The co-chair of the Bill and Melinda Gates Foundation (BMGF), Bill Gates has stated that the world still does not have enough data to understand why COVID-19 numbers have not been as high as predicted in Africa.
The American philanthropist and billionaire who invests heavily on healthcare in Africa said he is, however, happy to have been wrong about COVID-19 rates in Africa.
“One thing I’m happy to have been wrong about—at least, I hope I was wrong—is my fear that COVID-19 would run rampant in low-income countries,” he wrote in his end of the year note.
“So far, this hasn’t been true. In most of sub-Saharan Africa, for example, case rates and death rates remain much lower than in the U.S. or Europe and on par with New Zealand, which has received so much attention for its handling of the virus.
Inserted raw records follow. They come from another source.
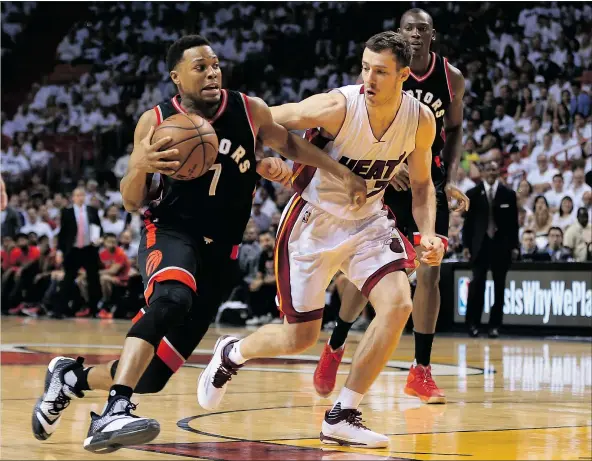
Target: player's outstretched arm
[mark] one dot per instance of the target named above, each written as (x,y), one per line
(453,120)
(325,110)
(295,148)
(145,159)
(422,187)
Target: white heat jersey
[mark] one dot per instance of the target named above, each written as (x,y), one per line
(357,148)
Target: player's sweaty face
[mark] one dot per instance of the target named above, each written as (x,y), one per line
(382,78)
(418,31)
(199,74)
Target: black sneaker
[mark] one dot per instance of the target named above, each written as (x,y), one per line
(56,397)
(117,428)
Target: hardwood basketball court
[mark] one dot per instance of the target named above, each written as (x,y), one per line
(507,399)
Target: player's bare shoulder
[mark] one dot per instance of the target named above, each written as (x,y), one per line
(456,80)
(426,128)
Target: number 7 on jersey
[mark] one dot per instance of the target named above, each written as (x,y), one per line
(217,168)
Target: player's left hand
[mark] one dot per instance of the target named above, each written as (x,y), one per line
(275,169)
(433,250)
(454,193)
(3,196)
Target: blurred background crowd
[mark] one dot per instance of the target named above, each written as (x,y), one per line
(69,112)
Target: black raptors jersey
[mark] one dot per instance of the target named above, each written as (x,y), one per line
(216,205)
(435,91)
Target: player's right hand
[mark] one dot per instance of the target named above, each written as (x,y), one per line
(356,190)
(400,180)
(150,159)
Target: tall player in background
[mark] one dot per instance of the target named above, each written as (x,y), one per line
(371,129)
(439,86)
(188,246)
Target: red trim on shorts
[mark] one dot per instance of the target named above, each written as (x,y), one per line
(417,240)
(428,73)
(249,116)
(393,266)
(169,355)
(169,273)
(158,115)
(138,316)
(282,267)
(450,90)
(150,233)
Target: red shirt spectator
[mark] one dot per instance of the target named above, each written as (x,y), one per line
(117,256)
(19,258)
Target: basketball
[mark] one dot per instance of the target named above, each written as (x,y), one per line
(196,141)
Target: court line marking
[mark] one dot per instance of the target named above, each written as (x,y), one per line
(403,367)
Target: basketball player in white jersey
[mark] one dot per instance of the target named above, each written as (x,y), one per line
(373,128)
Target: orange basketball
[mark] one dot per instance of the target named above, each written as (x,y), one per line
(196,141)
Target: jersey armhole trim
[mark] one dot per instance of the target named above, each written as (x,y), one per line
(249,117)
(344,118)
(448,83)
(158,111)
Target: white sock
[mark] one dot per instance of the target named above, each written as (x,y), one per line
(235,356)
(347,399)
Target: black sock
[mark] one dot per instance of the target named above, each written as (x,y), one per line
(118,390)
(339,334)
(81,378)
(423,347)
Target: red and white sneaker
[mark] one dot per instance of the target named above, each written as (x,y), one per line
(326,371)
(421,384)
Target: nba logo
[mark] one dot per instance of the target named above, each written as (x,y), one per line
(463,294)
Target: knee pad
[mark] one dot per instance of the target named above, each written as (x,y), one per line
(169,304)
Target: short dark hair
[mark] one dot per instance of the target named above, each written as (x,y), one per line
(175,53)
(394,42)
(417,11)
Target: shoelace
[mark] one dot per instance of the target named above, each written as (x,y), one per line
(428,381)
(355,419)
(223,375)
(127,410)
(59,404)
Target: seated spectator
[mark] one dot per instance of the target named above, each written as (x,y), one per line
(565,216)
(542,221)
(579,236)
(541,178)
(262,220)
(263,289)
(36,225)
(112,222)
(556,193)
(578,186)
(529,250)
(555,248)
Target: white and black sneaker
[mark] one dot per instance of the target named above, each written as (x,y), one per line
(117,428)
(56,397)
(212,382)
(344,427)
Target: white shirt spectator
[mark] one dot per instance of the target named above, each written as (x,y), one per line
(69,50)
(40,159)
(536,177)
(504,126)
(39,227)
(109,98)
(110,227)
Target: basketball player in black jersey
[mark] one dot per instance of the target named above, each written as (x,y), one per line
(189,244)
(440,86)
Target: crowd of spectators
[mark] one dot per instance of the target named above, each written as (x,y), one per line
(527,105)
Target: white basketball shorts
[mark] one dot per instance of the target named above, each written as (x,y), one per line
(312,245)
“The hardest-hit country on the continent is South Africa—but even there, the case rate is 40 percent lower than in the U.S., and the death rate is nearly 50 percent lower.”
According to Gates, “more than 1.6 million people have died in the COVID-19 pandemic, with more than 75 million cases and tens of trillions of dollars in economic damages”.
The US has been the hardest-hit country in the world — while South Africa, the continent’s most industrialised nation, has been the most affected in Africa.
Bill Gates had warned early 2020 that Africa could be the worse hit by COVID-19, stating at a conference that the virus would overwhelm health systems in the world’s poorest continent.
Melinda Gates, also a co-chair at BMGF, said the developing world will be hard-hit, she added that she foresees bodies lying around in the street of African countries.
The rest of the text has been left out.